By Tankboy in Arts & Entertainment on Oct 10, 2014 7:00PM

Photo by Jim Kopeny / Tankboy

It's become a running joke that with each new Weezer album comes the promise that the band has "returned to their roots." That is to say, they've replicated the magic of their first two albums that garnered the band the fervent following they now enjoy. And each time, with perhaps the exception of Maladroit, they haven't exactly delivered on that repeated promise. So with their latest, Everything Will Be Alright In The End, have they finally delivered?

Sort of.

Yes, the new album marks the return of Ric Ocasek as producer, and his surgical hand has cut much of the excess that marred the band's more recent efforts. However, can an album purported to bring us back to the original Weezer really do so when just about every song includes multiple songwriting credits outside of the band? Is this a return to form or a really faithful facsimile of a bygone era?
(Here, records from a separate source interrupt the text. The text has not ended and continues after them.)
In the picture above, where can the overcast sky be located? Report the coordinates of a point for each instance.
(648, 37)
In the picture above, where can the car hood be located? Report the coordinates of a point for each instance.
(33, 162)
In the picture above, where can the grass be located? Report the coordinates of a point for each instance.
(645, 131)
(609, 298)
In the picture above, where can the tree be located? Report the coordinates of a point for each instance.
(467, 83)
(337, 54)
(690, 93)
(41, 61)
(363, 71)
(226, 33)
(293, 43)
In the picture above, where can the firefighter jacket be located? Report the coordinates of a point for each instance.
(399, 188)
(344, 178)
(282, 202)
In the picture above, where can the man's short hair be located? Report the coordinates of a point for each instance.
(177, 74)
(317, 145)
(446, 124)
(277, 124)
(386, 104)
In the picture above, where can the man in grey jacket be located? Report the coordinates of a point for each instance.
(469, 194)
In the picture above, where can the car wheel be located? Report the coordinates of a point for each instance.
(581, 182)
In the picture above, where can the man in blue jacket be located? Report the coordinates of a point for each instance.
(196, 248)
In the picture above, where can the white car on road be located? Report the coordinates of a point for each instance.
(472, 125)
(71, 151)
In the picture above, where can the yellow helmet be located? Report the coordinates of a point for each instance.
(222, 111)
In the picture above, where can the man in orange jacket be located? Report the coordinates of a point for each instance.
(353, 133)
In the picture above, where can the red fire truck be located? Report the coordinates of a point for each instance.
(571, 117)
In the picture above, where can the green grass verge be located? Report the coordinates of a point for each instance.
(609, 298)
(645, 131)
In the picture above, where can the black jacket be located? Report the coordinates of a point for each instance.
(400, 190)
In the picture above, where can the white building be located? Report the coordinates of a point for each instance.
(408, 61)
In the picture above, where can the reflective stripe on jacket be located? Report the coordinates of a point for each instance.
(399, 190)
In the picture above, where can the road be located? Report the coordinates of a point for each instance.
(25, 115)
First, let's address the issue of just how stupid it is to ask a band that is over 20 years into their career to try and be the band they were at their onset. Rivers Cuomo has admitted that he actually sought the consultation of fans to help get the band back on track, and in that light, the new album succeeds admirably. It's easily the most solidly listenable thing the band has released in eons that won't require reams of caveats from longtime fans. Outside songwriters aside, the tunes on this album do hew pretty closely to the aesthetic of the Weezer of yore, and there's not an embarrassing offering in the bunch. We can overlook the fact that a song like "Da Vinci" borrows liberally from "Pork And Beans" because the former feels like an honest sentiment while the latter was a witty play on words and nerdy jokes. So they haven't exactly left all previous material by the wayside.
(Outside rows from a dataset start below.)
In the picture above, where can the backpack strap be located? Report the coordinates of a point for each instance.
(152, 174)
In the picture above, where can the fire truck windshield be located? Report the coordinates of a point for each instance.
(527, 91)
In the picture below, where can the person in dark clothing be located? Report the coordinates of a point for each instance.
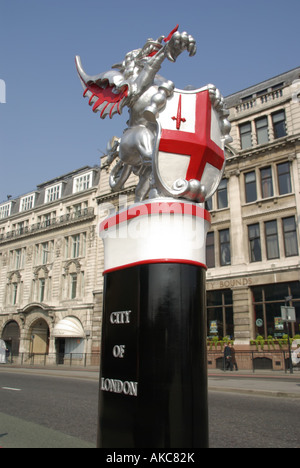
(227, 358)
(233, 359)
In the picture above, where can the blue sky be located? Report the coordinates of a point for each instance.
(47, 129)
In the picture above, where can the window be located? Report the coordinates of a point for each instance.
(262, 130)
(272, 240)
(266, 182)
(83, 182)
(5, 210)
(42, 283)
(222, 194)
(17, 259)
(75, 246)
(267, 301)
(245, 135)
(284, 178)
(73, 279)
(220, 313)
(14, 293)
(53, 193)
(290, 236)
(250, 187)
(44, 253)
(27, 203)
(225, 256)
(254, 243)
(210, 250)
(279, 125)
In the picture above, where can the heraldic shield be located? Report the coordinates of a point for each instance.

2014_10_everything_will_be_alright_in_the_end.jpg There are definite nods to the past, and we don't just mean the overt overtures offered by a song like "Back In The Shack" that basically lay out Weezer's credo for this outing. "Go Away" sees Cuomo and crew revisiting ancient dynamics by bringing in Best Coast's Beth Consentino to take on the duet counterfoil role that Rachel Haden of that dog. performed during the Pinkerton years, and it works to a great positive effect. But it's also emblematic of the band's approach to re-appropriate previous sounds in an effort to deliver on that promise to finally produce another great Weezer album to please older fans.

Everything Will Be Alright In The End succeeds partially as a science experiment. Indeed Weezer is mining previous territory for familiarity while still experimenting with vocal delivery and sneaking in some more proggish song structure from time to time to keep things feeling fresh. And the math here works in the band's favor. The album also features some of the more straightforward lyrics and impassioned delivery that we've seen from Cuomo in years. Nothing on the album is a gross misstep, and while we can't shake the feeling that too much thought went into making this piece of work feel like "classic Weezer" we can't really complain about that. If fans have been clamoring for years to just see Cuomo and crew return to the garage and churn out some unpretentious pop, they've finally got it. Even if that garage does have a bunch of other folks hovering in the rafters to poke and tweak the final product.

Ultimately we think people that keep hoping Weezer will return to being the band they fell in love with is foolish. Let's face it, only two members remain from that first Blue album, and one of those two has preferred to spend more time behind a guitar and let a session drummer handle the studio work, so how exactly can you ask Weezer to be the band they were in 1994? But, even with that in mind, Everything Will Be Alright In The End is a best case scenario for Weezer, showcasing a group that is now a small corporation still capable of making music that sounds like it was written, yes, in your neighbor's garage.